Remember when 50 Cent was good? Get Rich or Die Tryin’ and most of The Massacre were both sick albums. But the other two I never went out of my way to purchase, and only took up valuable space on my computer, were terrible, because, trust me, the old 50 Cent never would have made a song with Justin Timberlake, started a waste of time feud with Rick Ross, or challenged Kanye West to a suicide mission to sell more CDs than his very much anticipated Graduation album. Still, despite all of this 50’s fifth album (still unnamed) is coming out next month (he went on Ellen Degeneres Show to announce it, gangster!), and all signs point to just a catastrophically sad musical disaster.
Not only this, he’s a complete sell out. He’s made shoes, clothes, G-Unit (Ugh), ‘wrote’ a book, had a reality television show, starred in a movie about himself, and even invested some ridiculously high amount of money into Vitamin Water. (As a side note, Vitamin Water recently got into some trouble because of the actual vitamin and sugar content of their drinks.
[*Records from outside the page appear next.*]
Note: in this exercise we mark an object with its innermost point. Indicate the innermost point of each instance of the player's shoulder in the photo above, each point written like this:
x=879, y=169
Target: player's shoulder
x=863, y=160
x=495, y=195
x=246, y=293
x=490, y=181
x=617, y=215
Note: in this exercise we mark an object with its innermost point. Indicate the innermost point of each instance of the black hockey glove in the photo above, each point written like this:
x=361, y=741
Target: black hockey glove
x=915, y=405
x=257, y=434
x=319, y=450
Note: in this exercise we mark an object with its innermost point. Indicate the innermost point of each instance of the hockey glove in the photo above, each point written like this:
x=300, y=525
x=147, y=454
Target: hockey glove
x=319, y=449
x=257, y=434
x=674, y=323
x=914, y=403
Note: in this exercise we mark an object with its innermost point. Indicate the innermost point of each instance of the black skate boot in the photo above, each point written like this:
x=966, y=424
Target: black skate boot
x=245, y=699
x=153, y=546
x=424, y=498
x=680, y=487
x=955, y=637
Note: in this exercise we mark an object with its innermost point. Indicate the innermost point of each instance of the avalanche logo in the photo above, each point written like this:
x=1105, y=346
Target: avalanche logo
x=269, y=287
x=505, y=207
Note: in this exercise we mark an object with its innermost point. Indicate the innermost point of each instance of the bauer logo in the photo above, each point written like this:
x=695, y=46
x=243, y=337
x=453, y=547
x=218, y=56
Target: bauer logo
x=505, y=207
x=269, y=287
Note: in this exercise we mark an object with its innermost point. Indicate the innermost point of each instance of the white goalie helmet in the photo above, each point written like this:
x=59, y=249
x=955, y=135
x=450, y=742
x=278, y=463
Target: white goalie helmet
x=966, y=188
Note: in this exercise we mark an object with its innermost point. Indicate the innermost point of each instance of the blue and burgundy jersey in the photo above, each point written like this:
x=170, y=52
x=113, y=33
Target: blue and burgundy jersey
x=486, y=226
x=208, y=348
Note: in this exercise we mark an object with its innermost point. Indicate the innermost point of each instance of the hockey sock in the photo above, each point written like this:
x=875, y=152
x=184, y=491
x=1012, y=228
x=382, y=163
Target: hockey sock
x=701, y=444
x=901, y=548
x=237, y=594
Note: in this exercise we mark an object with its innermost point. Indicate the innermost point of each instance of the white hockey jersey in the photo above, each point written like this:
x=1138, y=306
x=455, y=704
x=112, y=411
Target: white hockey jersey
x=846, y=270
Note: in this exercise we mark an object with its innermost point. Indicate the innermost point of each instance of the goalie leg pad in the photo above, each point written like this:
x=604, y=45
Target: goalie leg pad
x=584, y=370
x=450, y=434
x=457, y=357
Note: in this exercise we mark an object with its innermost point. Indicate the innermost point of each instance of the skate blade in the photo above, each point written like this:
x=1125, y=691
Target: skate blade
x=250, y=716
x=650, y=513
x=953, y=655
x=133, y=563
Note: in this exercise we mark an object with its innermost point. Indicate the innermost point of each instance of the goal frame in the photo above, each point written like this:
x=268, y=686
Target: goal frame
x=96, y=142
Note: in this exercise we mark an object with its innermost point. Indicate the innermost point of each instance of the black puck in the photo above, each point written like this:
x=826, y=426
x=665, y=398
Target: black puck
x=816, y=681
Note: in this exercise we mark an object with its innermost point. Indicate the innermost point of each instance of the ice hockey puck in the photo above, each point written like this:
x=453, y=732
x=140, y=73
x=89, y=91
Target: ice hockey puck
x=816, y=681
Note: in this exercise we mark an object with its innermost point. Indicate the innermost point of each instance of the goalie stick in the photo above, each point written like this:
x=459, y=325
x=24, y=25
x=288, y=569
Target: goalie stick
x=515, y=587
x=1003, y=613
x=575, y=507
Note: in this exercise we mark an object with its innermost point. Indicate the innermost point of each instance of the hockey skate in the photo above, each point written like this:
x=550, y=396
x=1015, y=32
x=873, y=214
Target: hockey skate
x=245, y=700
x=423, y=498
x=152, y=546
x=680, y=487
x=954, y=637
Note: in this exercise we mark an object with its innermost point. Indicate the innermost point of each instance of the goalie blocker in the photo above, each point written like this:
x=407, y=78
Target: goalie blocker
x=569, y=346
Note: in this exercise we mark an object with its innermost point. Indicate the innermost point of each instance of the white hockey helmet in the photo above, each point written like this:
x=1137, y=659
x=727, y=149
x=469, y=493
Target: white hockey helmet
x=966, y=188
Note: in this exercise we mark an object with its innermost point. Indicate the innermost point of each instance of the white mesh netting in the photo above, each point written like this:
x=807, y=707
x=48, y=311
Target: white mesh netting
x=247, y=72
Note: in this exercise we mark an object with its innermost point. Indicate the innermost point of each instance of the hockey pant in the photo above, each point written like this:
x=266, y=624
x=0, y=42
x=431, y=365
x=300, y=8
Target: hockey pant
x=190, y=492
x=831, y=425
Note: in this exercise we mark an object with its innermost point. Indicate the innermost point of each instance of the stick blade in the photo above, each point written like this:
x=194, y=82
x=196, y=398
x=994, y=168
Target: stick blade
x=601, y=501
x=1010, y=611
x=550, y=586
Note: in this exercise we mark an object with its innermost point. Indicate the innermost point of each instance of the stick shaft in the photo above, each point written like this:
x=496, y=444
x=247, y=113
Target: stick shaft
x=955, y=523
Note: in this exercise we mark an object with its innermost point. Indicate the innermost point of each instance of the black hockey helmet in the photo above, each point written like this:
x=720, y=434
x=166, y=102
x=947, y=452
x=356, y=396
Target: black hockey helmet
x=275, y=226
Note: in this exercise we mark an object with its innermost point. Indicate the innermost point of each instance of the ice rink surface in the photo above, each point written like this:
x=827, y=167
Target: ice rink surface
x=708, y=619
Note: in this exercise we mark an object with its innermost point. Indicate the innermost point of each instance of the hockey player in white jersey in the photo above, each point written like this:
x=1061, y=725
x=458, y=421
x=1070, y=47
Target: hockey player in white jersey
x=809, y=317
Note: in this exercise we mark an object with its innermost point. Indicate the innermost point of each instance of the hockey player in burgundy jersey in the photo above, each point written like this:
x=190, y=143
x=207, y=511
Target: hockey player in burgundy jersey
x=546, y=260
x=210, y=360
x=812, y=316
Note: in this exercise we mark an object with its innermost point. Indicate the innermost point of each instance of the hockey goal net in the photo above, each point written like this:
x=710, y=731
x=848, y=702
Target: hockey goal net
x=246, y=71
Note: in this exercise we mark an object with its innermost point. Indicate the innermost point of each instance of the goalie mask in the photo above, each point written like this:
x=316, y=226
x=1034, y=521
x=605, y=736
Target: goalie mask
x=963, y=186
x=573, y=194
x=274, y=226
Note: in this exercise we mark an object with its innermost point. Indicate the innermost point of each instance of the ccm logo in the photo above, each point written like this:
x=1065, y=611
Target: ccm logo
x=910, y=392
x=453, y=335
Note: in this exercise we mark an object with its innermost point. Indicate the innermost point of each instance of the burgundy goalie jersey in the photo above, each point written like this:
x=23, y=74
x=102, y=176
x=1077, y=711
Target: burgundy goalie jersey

There were essentially no vitamins and a ton of sugar and their name, in turn, was extremely misleading. Their rebuttal to this was, essentially, “We never said it was healthy.” Nice and ethical Vitamin Water and 50 Cent).
Anyways, ever since his last album (which nobody should listen to) Before I Self Destruct sold only 436,000 copies (falling so, so short from his debut album which sold 8,000,000 in the U.S. alone) and I have a feeling this one is going to suck too.
On Twitter some time ago, he posted:
I been working hard my album its almost done. I took my time now every body’s gonna hear 2011 GET RICH OR DIE TRYING. The meanest shit
When you’re making a bold statement it needs to be backed up. This is going to be like when Dane Cook said he was taking a hiatus from stand-up to perfect his routine.
Surprise. It’s still not good. Not even close.
Saying this album is going to sell over 16 times what your last one did, because you ‘worked hard’ on it makes you look like a pompous ass. Not only because you can’t back it up, but because it makes it seem like you haven’t tried for the last two (and soon three) albums.
And yes, I’ve heard the leaks. I’m hoping those are the filler tracks, because if those are the singles/main attractions to the album, oh God! “Don’t Cry, Dry your Eye”? Are you fucking serious? How on earth will anyone take you seriously when this is the bullshit you’re putting down in a studio:
I’ll stomp ya fucking head till it’s under the surface
now I need you to get it through ya blood clot head
‘fore I put a bullet through ya blood clot dreads
these niggas ain’t made of the same shit I’m made of
I double click for my man if he needs a favor
Download the song below if you don’t believe me, “Stop Crying” will appear on his The Big 10 mixtape before the album drop. The unsatisfying appetizer before the full course letdown:
If anyone still takes you seriously (and trust me, they don’t) after hearing or reading any of this bullshit they’ll stop immediately.
Wait, let me re-start that paragraph. Everyone stopped taking you seriously after you let that man Olivia into G-Unit, and started a million feuds with people for no reason. You’re a washed up 36-year-old joke, start acting like it. You’ve peaked, it’s over. Stop wasting everyone’s time and retire before you embarrass yourself anymore.
If you don’t know what ‘Snacks and Shit’ is, it’s a website where terrible rap lyrics are posted and relentlessly made fun of. 50’s section in ‘Snacks and Shit’ is by far my personal favorite.
Make sure not to buy 50’s unnamed album coming out sometime this month, or something. Who cares.